Posthumanism is a critical theory that realises mankind's fallibility, vulnerability, and inconsequence within the universe. For the last century science fiction, through literature and cinema, has analysed the human, and exactly what defines the human, physically and psychologically, perhaps further than any other popular media. And the alien, more specifically the extra-terrestrial, presents us with a being that often rivals humanity in terms of intelligence and wisdom, and at other times cruelty and ignorance, but importantly, is always differs from us in appearance.
The extra terrestrial creature in John Carpenter's The Thing reminds us of our inferiority; genetically it is the superior life form. The Thing is an unusual creation, in that it is immediately identifiable, as is any effective cinematic creature design, despite having no secure form or consistent features. Instead, the sexless, faceless alien mimics its victims, which it must first consume, often merging several of these assimilated forms into grotesque, ever shifting amalgams that are only in part identifiable as human, a common trait of the postmodern subject. There is never genuine explanation as to why the creature must consume that which it mimics, though this could be considered essential to the plot; the Thing kills not because it is evil, but purely for self preservation, an important factor that separates the creature from our sentient values; Carpenter never reveals the Thing's motives, or exactly how intelligent it is.
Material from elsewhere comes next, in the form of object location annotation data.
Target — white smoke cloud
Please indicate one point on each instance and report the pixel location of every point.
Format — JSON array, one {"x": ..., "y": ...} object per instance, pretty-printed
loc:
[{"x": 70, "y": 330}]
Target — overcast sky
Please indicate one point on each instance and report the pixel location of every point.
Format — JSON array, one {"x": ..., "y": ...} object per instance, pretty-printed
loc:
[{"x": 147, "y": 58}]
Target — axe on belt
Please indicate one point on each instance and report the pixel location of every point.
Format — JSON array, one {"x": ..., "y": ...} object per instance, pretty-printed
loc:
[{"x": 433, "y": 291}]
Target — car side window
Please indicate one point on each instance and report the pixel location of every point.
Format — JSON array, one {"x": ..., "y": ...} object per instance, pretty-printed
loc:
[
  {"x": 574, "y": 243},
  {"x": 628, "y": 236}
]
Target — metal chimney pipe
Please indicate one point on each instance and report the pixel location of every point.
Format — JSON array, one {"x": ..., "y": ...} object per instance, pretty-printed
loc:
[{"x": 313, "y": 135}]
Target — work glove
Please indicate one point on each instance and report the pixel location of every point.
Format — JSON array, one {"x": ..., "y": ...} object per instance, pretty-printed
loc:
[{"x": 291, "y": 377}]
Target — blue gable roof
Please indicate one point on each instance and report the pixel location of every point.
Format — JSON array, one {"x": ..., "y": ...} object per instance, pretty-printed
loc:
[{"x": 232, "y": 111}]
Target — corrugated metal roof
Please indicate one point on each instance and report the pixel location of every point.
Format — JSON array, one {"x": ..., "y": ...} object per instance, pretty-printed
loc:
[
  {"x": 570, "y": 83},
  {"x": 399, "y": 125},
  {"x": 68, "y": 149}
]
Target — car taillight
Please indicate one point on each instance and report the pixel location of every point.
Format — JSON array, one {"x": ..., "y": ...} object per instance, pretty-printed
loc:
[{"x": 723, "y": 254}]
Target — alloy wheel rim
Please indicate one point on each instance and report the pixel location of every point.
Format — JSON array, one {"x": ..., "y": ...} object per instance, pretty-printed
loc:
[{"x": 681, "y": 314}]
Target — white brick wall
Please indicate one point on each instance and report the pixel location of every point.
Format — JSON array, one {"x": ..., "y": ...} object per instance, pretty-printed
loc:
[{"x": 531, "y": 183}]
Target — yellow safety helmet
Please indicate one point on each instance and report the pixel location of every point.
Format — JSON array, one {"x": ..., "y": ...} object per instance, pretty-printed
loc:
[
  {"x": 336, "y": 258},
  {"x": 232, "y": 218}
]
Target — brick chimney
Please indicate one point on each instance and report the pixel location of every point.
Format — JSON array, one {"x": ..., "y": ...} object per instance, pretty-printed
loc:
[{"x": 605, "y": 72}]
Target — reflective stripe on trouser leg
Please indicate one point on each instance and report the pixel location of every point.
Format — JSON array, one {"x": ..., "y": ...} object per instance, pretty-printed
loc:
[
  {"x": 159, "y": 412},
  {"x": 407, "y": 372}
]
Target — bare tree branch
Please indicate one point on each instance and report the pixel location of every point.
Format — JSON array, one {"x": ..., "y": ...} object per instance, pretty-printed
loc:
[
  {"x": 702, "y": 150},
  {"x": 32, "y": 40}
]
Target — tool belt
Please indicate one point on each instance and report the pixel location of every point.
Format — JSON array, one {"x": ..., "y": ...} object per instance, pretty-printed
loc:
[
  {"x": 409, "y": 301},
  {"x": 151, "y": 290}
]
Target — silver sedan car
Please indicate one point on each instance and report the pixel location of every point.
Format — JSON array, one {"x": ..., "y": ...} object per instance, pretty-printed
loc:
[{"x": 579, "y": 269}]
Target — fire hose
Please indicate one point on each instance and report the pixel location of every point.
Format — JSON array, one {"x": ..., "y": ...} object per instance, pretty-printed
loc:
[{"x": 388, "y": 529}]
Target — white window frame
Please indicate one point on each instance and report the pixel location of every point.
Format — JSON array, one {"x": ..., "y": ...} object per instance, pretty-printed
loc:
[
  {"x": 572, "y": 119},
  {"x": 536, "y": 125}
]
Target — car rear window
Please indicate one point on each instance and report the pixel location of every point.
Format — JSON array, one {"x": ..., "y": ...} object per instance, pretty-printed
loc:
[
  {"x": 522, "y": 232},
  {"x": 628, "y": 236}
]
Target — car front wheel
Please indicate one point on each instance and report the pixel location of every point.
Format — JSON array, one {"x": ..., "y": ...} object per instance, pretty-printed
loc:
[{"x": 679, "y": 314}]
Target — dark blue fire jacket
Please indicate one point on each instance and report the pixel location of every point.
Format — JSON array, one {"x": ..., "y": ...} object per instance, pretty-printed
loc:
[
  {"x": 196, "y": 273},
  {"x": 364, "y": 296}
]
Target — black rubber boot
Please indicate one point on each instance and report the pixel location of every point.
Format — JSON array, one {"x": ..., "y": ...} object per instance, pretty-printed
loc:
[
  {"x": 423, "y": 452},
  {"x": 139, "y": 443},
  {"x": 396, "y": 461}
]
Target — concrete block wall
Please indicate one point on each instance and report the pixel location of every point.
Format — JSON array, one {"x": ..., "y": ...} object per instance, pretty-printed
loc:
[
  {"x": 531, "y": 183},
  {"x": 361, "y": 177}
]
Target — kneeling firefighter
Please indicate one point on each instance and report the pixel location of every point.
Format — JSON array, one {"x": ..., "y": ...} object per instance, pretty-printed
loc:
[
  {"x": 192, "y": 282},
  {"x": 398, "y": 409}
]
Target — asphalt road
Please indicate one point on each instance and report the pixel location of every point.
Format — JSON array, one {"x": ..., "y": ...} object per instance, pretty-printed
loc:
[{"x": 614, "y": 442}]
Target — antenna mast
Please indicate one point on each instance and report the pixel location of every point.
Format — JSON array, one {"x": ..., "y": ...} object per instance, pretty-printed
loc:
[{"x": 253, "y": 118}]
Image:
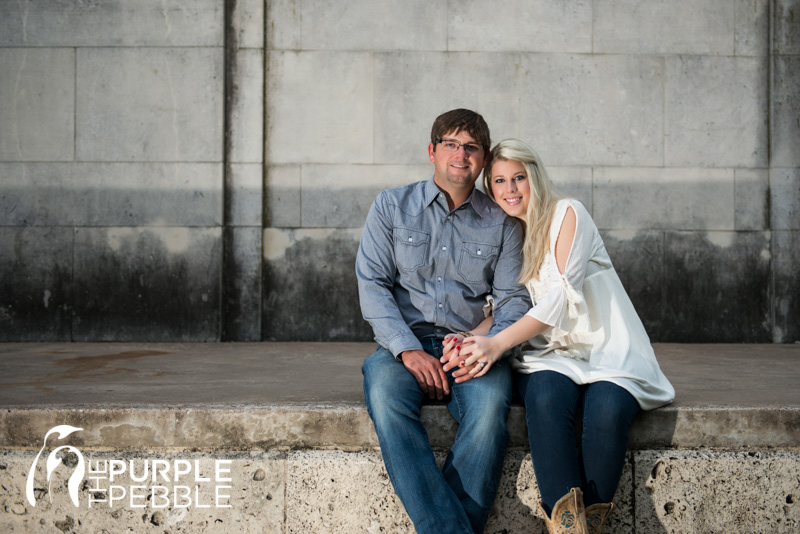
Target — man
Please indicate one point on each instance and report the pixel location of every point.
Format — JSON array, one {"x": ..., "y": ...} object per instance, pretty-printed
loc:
[{"x": 430, "y": 254}]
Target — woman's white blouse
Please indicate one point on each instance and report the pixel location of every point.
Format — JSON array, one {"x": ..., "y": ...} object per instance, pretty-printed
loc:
[{"x": 596, "y": 333}]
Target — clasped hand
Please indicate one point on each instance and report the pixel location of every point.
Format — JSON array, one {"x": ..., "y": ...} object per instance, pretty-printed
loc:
[{"x": 474, "y": 356}]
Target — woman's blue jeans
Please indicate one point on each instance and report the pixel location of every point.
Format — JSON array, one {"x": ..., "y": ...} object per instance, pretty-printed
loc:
[
  {"x": 457, "y": 497},
  {"x": 552, "y": 404}
]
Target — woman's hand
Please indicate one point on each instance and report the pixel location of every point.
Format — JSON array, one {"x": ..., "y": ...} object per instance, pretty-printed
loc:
[
  {"x": 450, "y": 347},
  {"x": 479, "y": 353}
]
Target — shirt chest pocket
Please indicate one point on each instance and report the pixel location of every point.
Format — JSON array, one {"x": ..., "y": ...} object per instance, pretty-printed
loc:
[
  {"x": 410, "y": 248},
  {"x": 477, "y": 261}
]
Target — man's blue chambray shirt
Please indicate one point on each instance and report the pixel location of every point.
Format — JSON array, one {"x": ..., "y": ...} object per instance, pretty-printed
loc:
[{"x": 425, "y": 270}]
In Carpenter's movie, the human body, mind and body, is viewed as little more than disposable flesh; though the alien mimics the form of those it has assimilated, its victims are inconsequential once gone. The mutation of the character's identities produces images hideous and shocking, but never less than magnificent; despite its alien design, the Thing demands a certain level of respect. It is the efficient hunter, one step above man on the evolutional ladder, never conforming to one analytical or interpretational state, a unified mind even in coexistent bodies. The non-identifiable Thing, far removed from the more traditional, sympathetic monster such as Dracula or Frankenstein's creation, is terrifying because it is simply the better beast, and not unlike the virus it is a form without our limitations that will continue to adapt and consume until it is the planet's dominant organism. To the Thing we are the threat, we are the alien. The film's downbeat ending, with MacReady and Childs unsure whether the creature has been destroyed or is in fact one of them, suggests that man has met his match.